Growing evidence shows that using Chinese herbal medicines and incorporating such medicines into synthetic medicine-based therapies for multifactorial diseases deliver therapeutic benefits13, 14, 15, 16, 17, 60, 61, 62, 63, 64. However, PK herb–drug interaction is a widely recognized issue that may counteract such benefit. Here, a PKC study was proposed and conducted to provide evidence to guide clinical decision for XueBiJing/antibiotic combination in sepsis care. The study suggests that this complex combination has a high degree of PKC at clinically relevant doses; the identified PK interaction risk mainly involves inhibition of ALDH by several antibiotics. The study was informed by clinical practice for patients with sepsis and based on comprehensive understanding of composition and pharmacokinetics of XueBiJing. Given the chemical complexity of XueBiJing and the clinical use of various antibiotics in sepsis care, this study used a wealth of data obtained by integrating informatics-based approach and experimental approach, and involved developing a compound pair-based method for data processing.
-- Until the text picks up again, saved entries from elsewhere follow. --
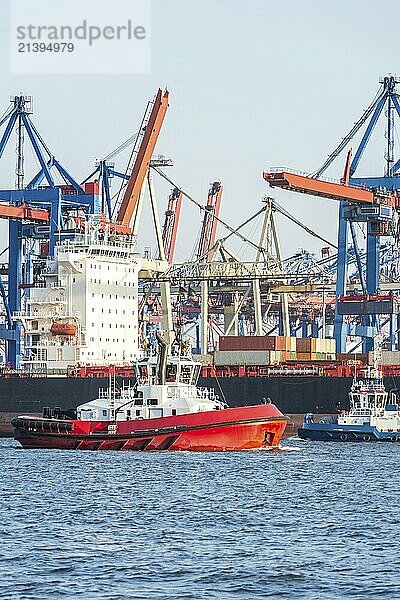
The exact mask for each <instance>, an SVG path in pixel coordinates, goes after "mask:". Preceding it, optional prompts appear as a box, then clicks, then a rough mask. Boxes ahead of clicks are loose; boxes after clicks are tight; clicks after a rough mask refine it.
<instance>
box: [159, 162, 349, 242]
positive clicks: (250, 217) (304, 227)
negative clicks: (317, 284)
mask: <svg viewBox="0 0 400 600" xmlns="http://www.w3.org/2000/svg"><path fill="white" fill-rule="evenodd" d="M151 168H152V169H154V170H155V171H156V172H157V173H158V174H159V175H161V177H164V179H166V180H167V181H168V183H170V184H171V185H173V186H174V187H176V188H178V190H179V191H180V192H181V193H182V196H185V197H186V198H187V199H188V200H190V202H192V203H193V204H195V205H196V206H197V207H198V208H199V209H200V210H202V211H205V210H206V208H205V207H204V206H203V205H202V204H200V202H198V201H197V200H195V199H194V198H193V197H192V196H191V195H190V194H188V193H187V192H185V190H183V189H182V188H181V187H180V186H179V185H177V184H176V183H174V182H173V181H172V179H170V178H169V177H168V175H166V174H165V173H164V172H163V171H161V169H158V168H157V167H154V166H151ZM273 207H274V208H275V210H277V211H278V212H280V213H281V214H282V215H283V216H285V217H286V218H288V219H289V220H290V221H292V222H293V223H295V224H296V225H298V226H299V227H301V228H302V229H304V231H306V232H307V233H309V234H310V235H311V236H313V237H315V238H317V239H319V240H321V241H322V242H324V244H328V246H332V247H333V248H336V249H337V246H336V244H332V242H330V241H329V240H326V239H325V238H324V237H322V236H321V235H319V234H318V233H316V232H315V231H314V230H312V229H311V228H310V227H307V225H304V223H302V222H301V221H299V220H298V219H296V217H294V216H293V215H291V214H290V213H289V212H288V211H287V210H285V209H284V208H283V207H282V206H280V205H279V204H277V203H276V202H275V200H274V201H273ZM265 210H267V206H263V207H262V208H261V209H260V210H259V211H257V212H256V213H255V214H254V215H253V216H252V217H250V218H249V219H247V220H246V221H245V222H244V223H242V224H241V225H239V227H237V228H236V229H235V228H234V227H231V226H230V225H229V224H228V223H226V222H225V221H223V220H222V219H221V218H220V217H216V216H215V215H214V219H216V220H217V221H218V222H219V223H221V225H223V226H224V227H226V229H228V231H229V232H230V233H229V234H228V235H227V236H226V237H224V238H222V240H223V241H226V240H227V239H228V238H229V237H231V236H232V235H236V236H237V237H239V238H240V239H241V240H242V241H243V242H247V243H248V244H250V245H251V246H253V248H255V249H256V250H259V251H260V252H263V251H264V248H262V247H260V246H258V244H255V243H254V242H252V241H251V240H249V239H248V238H246V237H245V236H244V235H242V234H241V233H239V229H241V228H242V227H244V225H247V223H249V222H250V221H252V220H253V219H255V218H256V217H257V216H258V215H259V214H261V213H262V212H264V211H265Z"/></svg>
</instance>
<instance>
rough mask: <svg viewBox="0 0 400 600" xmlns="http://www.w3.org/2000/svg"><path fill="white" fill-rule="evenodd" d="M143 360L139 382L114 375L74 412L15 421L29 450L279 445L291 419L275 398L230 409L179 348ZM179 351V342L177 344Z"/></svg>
mask: <svg viewBox="0 0 400 600" xmlns="http://www.w3.org/2000/svg"><path fill="white" fill-rule="evenodd" d="M158 337H159V343H160V347H161V350H160V353H159V355H158V356H149V357H147V358H144V359H142V360H141V361H139V362H138V363H137V383H136V384H135V385H134V386H126V387H125V386H124V387H122V388H121V389H117V388H116V385H115V378H114V380H112V378H110V385H109V388H108V389H107V390H100V393H99V396H98V398H96V399H95V400H92V401H90V402H87V403H86V404H82V405H80V406H78V407H77V409H76V413H75V411H71V412H73V413H75V414H69V415H68V414H62V412H61V411H60V410H59V409H49V408H46V409H44V412H43V417H42V418H35V417H29V416H19V417H16V418H14V419H12V421H11V423H12V425H13V427H14V430H15V431H14V437H15V439H16V440H18V441H19V442H20V444H21V445H22V446H23V448H58V449H68V450H197V451H214V450H253V449H259V448H271V447H276V446H278V444H279V442H280V440H281V437H282V434H283V432H284V430H285V427H286V423H287V420H288V418H287V417H285V416H284V415H283V414H282V413H281V412H280V411H279V410H278V409H277V408H276V406H274V405H273V404H271V403H264V404H260V405H256V406H244V407H240V408H228V406H227V405H226V404H225V403H224V402H222V401H221V400H220V399H219V398H218V396H216V395H215V393H214V390H209V389H206V388H198V387H196V384H197V380H198V377H199V372H200V367H201V365H200V364H199V363H197V362H195V361H194V360H193V359H192V357H191V356H190V355H185V354H184V353H182V351H181V345H180V344H178V345H177V346H176V345H175V349H177V351H176V353H175V355H174V354H172V355H170V356H168V355H167V347H166V345H165V344H164V343H163V340H162V338H161V337H160V336H158ZM173 349H174V347H173Z"/></svg>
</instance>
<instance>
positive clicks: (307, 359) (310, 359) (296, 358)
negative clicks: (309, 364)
mask: <svg viewBox="0 0 400 600" xmlns="http://www.w3.org/2000/svg"><path fill="white" fill-rule="evenodd" d="M296 360H302V361H305V362H309V361H311V360H317V355H316V353H315V352H296Z"/></svg>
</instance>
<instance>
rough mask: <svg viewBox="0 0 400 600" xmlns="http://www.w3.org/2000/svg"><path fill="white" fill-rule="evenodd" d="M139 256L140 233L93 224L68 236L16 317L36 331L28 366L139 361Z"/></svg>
mask: <svg viewBox="0 0 400 600" xmlns="http://www.w3.org/2000/svg"><path fill="white" fill-rule="evenodd" d="M139 260H140V259H139V257H138V255H137V254H135V252H134V240H133V238H132V236H121V235H115V234H112V233H110V232H108V231H107V229H106V230H101V229H100V228H98V227H97V226H96V224H95V223H93V222H88V223H86V225H85V230H84V231H83V232H80V233H76V232H75V233H71V234H69V235H68V234H67V233H65V234H63V237H61V238H60V240H59V243H57V245H56V247H55V252H54V257H49V258H46V259H44V261H43V260H42V261H41V267H40V280H39V281H38V282H36V284H35V287H33V288H31V289H29V290H27V291H28V292H29V297H28V298H27V299H26V302H25V311H24V312H21V313H19V314H18V315H16V317H17V318H18V319H20V320H21V321H22V323H23V326H24V328H25V331H26V333H27V334H28V338H27V341H26V343H25V349H24V356H23V358H22V361H21V366H22V368H23V369H25V370H30V371H33V372H41V371H43V372H47V373H49V374H51V373H54V374H56V373H60V372H63V371H67V370H68V369H71V368H75V367H76V366H79V365H129V364H132V363H133V362H134V361H136V360H137V358H138V354H139V344H138V314H137V311H138V271H139ZM58 332H61V333H58Z"/></svg>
A PKC index was proposed in the data processing to provide a pragmatic and concrete measure of the degree of PKC; this index will also provide an experimentally-accessible means of optimizing the combination therapy. The methodology established here can be applied to investigate other drug combinations. Although the early identification and treatment of sepsis is desirable, prompt administration of all the necessary medications (including XueBiJing) increases the drug interaction risk. For optimal sepsis care, a high degree of PKC is desirable not only between XueBiJing and antibiotics but also between XueBiJing and other medicines and among different types of synthetic medicine. Accordingly, more PKC studies are needed for medications in sepsis care and the information obtained should be made available to the health care providers.